Today Forbes released its annual list of TV's 15 highest-paid actresses. In an industry rife with gender and racial inequality, the numbers are a little encouraging -- but mainly underscore diversity issues that still need addressing.
Sofia Vergara of "Modern Family" fame ties with Kaley Cuoco-Sweeting from "The Big Bang Theory" for first place -- each woman earned $28.5 million. Forbes' data comprises income earned between June 1, 2014 and June 1, 2015, and includes paychecks from actresses' television shows along with endorsement deals, appearance fees and the like.
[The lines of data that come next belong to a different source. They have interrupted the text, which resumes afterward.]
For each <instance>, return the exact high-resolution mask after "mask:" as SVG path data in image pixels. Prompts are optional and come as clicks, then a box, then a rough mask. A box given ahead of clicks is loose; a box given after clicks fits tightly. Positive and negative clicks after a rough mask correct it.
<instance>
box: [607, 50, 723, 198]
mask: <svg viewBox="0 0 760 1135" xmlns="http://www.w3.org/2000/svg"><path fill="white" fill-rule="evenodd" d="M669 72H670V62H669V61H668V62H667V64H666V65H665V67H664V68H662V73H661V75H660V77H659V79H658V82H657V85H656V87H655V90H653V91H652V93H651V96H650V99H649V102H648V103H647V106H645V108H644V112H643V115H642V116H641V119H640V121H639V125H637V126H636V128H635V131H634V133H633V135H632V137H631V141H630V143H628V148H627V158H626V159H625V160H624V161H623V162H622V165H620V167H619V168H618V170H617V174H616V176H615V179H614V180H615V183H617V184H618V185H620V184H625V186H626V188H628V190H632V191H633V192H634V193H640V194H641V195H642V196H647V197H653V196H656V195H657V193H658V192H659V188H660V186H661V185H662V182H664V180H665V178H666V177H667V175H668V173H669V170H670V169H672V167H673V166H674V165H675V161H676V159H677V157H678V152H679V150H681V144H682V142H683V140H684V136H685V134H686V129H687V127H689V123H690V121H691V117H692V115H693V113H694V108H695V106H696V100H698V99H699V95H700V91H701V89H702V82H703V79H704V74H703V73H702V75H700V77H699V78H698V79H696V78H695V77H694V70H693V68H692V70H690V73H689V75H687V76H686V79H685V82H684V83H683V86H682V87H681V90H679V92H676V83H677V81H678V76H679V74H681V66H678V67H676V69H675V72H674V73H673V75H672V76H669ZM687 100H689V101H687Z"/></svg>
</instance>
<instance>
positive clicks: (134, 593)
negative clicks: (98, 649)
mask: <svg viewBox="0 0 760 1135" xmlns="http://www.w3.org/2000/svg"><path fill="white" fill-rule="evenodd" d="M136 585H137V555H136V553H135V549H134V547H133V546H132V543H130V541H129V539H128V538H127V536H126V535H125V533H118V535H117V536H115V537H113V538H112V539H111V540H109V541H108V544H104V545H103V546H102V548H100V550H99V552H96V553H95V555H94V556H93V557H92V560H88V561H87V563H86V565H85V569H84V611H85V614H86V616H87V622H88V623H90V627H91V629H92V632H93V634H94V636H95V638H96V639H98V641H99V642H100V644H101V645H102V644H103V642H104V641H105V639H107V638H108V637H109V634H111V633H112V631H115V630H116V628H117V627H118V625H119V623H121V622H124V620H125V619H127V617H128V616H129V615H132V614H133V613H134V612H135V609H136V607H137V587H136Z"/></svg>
Vergara is one of just three minority actresses on the list. Mindy Kaling, who stars in "The Mindy Project," took the eighth-place slot with $9 million, and Kerry Washington from "Scandal" took ninth with $7 million. They're the same three minority women who made Forbes' 2014 list, although Kaling and Washington enjoyed an earnings increase this year. Of 2013's top 15, only Vergara held a spot -- first, again.
This year's first-place actresses' earnings, however, are pretty comparable to the men's side, which Forbes released in August. Jim Parsons from "The Big Bang Theory" took home $29 million in the same 2014 to 2015 period -- just a teensy half mil more than Cuoco-Sweeting. But actors' earnings also decreased at a markedly slower rate: Their income did not dip below $20 million until the seventh-place slot. On the women's list, earnings drop immediately after Vergara and Cuoco-Sweeting. Third place is Vergara's "Modern Family" co-star Julie Bowen, earning $12 million. Lists from 2014 and 2013 show a similarly steep drop-off in actresses' income after first-place Vergara, whose salary also exceeded the top-paid actor's income both years.
In short, Sofia Vergara is (still) killing it, but she's something of an outlier. To reach a list of 15, Forbes' had to lower the earnings cutoff for women. The lowest amount a woman on the list earned was $5 million; the lowest a man in the Top 15 earned was $9.5 million.
These results, though, mirror a 2015 UCLA study on representation of women and minorities in media. Women were under-represented among broadcast comedy and drama TV leads in the 2012 to 2013 season by 2 to 1 -- less promising than the year before -- while minorities of both genders were underrepresented by 6 to 1. Among cable TV leads, women and minorities were underrepresented by a ratio of 2 to 1.
Looks like the industry still has some work ahead of it.
Clarification: A previous version of this story identified Vergara as a “non-white” actress, but it has been updated for clarity.